Tags: cme | margin | rules | futures

CME Gets 90-Day Extension to Implement Higher Margin Rules

Friday, 04 May 2012 02:38 PM

CME Group Inc., the world’s largest futures exchange, requested and received a 90-day extension for implementing margin changes for members announced May 2.

The rule will be enforced on Aug. 5, the company said in a statement Thursday. The exchange trades derivatives in everything from energy, agriculture and metals to interest rates, foreign exchange and equity indexes.

Members will be treated as speculators for outright positions, paying a higher margin, as a result of the change which was to take effect May 7, according to CME. Members are currently treated as hedgers rather than speculators even if they are entering into a speculative position.

“CME Clearing will work with the Commodity Futures Trading Commission to address member-customer concerns,” it said, without specifying them.

President Barack Obama last month urged Congress to bolster federal supervision of oil markets, including bigger penalties for market manipulation and greater power for regulators to increase the amount of money traders must put up to back their bets. Regulators are seeking to limit speculation in commodities and ban so-called proprietary trading at banks.

The change in performance-bond requirements was in response to a rule adopted last year by the CFTC targeting all speculative trading accounts that are regulated as futures or swaps, the Chicago-based exchange said.

Customer Collateral

Commodity regulators are seeking to provide clearing houses with a cushion of available customer collateral to reduce risks in derivatives.
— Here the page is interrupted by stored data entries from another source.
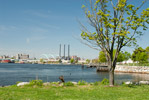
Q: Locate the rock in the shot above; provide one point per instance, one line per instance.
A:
(144, 82)
(22, 83)
(128, 83)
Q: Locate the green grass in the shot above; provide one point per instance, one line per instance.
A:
(79, 92)
(136, 64)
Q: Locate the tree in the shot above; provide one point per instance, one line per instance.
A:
(147, 51)
(102, 57)
(139, 55)
(127, 55)
(87, 61)
(114, 28)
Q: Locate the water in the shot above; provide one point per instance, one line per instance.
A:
(11, 73)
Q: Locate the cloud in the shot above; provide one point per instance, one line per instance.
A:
(28, 40)
(4, 28)
(36, 38)
(39, 13)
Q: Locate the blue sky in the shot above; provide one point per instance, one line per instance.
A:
(37, 27)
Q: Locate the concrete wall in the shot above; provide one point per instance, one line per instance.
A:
(132, 69)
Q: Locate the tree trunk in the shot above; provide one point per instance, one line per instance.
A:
(111, 77)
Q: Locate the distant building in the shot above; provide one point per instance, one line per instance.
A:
(22, 56)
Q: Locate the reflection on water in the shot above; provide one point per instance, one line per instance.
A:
(11, 73)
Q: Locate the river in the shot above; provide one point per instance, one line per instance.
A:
(11, 73)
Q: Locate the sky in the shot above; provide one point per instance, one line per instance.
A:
(37, 27)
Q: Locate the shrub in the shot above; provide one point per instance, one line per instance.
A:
(105, 81)
(36, 82)
(82, 82)
(68, 84)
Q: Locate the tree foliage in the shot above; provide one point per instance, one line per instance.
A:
(140, 55)
(114, 26)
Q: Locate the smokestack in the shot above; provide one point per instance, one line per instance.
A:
(60, 51)
(68, 51)
(64, 51)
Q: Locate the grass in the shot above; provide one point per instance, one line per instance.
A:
(136, 64)
(77, 92)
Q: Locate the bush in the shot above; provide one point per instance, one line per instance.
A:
(81, 82)
(68, 84)
(105, 81)
(36, 82)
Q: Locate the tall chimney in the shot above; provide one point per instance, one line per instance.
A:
(64, 51)
(60, 51)
(68, 51)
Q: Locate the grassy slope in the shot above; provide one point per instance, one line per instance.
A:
(75, 93)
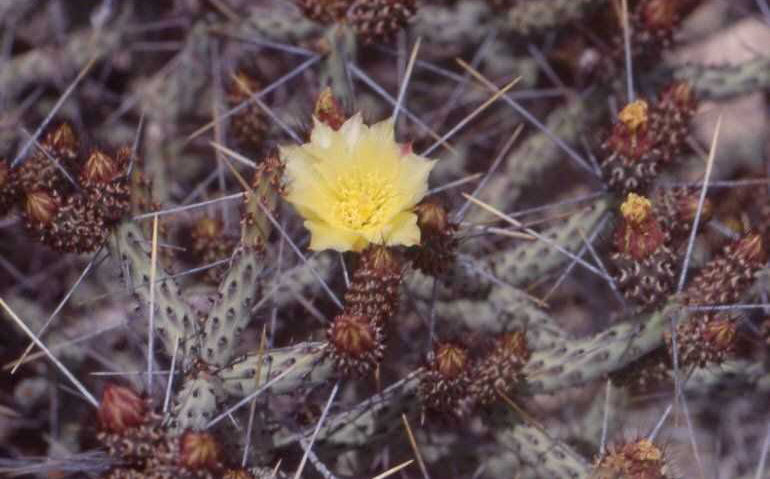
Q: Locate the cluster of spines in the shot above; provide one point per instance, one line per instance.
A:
(643, 264)
(209, 242)
(372, 20)
(646, 138)
(248, 124)
(654, 23)
(709, 337)
(356, 335)
(67, 200)
(455, 383)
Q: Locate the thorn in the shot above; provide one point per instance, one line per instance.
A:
(48, 353)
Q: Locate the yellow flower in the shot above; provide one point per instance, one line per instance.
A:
(356, 186)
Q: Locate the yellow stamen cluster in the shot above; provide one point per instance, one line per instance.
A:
(634, 115)
(355, 186)
(636, 208)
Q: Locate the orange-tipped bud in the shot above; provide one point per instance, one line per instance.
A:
(328, 109)
(199, 450)
(121, 409)
(352, 335)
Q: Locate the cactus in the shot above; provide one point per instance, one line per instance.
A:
(371, 306)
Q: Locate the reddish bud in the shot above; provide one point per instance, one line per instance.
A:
(352, 335)
(207, 227)
(720, 334)
(660, 14)
(121, 408)
(450, 359)
(41, 206)
(100, 168)
(514, 344)
(199, 450)
(639, 234)
(432, 217)
(62, 141)
(238, 474)
(4, 173)
(750, 248)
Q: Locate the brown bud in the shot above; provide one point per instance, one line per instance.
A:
(515, 344)
(641, 459)
(99, 168)
(432, 217)
(634, 115)
(207, 227)
(352, 335)
(660, 14)
(381, 259)
(720, 334)
(5, 172)
(121, 409)
(199, 450)
(41, 206)
(639, 234)
(328, 109)
(680, 95)
(450, 359)
(636, 209)
(238, 474)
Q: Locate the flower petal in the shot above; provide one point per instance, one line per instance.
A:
(323, 236)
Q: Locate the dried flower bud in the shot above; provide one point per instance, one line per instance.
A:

Exchanges traditionally draw a distinction between hedging and non-hedging positions when they set margin requirements for customers, according to the CFTC.

About 40 percent of CME’s first-quarter revenue was generated by financial contracts and 40 percent came from commodities, the company said last month. The largest financial contracts by revenue were interest rates at 21 percent, with equities at 13 percent. Energy contracts were the largest among commodities at 24 percent, with agricultural at 11 percent.

The CFTC approved regulations last year that would cap the number of contracts a derivatives trader can have. European regulators are also seeking limits on derivatives after French President Nicolas Sarkozy demanded steps to curb speculation, which he blames for driving up world food prices.

“If large trading houses have long positions, they may pare some of those positions to meet these margin requirements, and that would drop the prices,” according to Rich Ilczyszyn, chief market strategist and founder of Iitrader.com in Chicago.

Crude-oil futures for June added 0.2 percent to $102.70 a barrel on the CME’s New York Mercantile Exchange Friday.

Because the rule affects only exchange members, “the impact on the market is relatively minimal,” said Kyle Cooper, the director of commodities research at IAF Advisors in Houston. “Members trade, but they are still small in relation to the whole market.”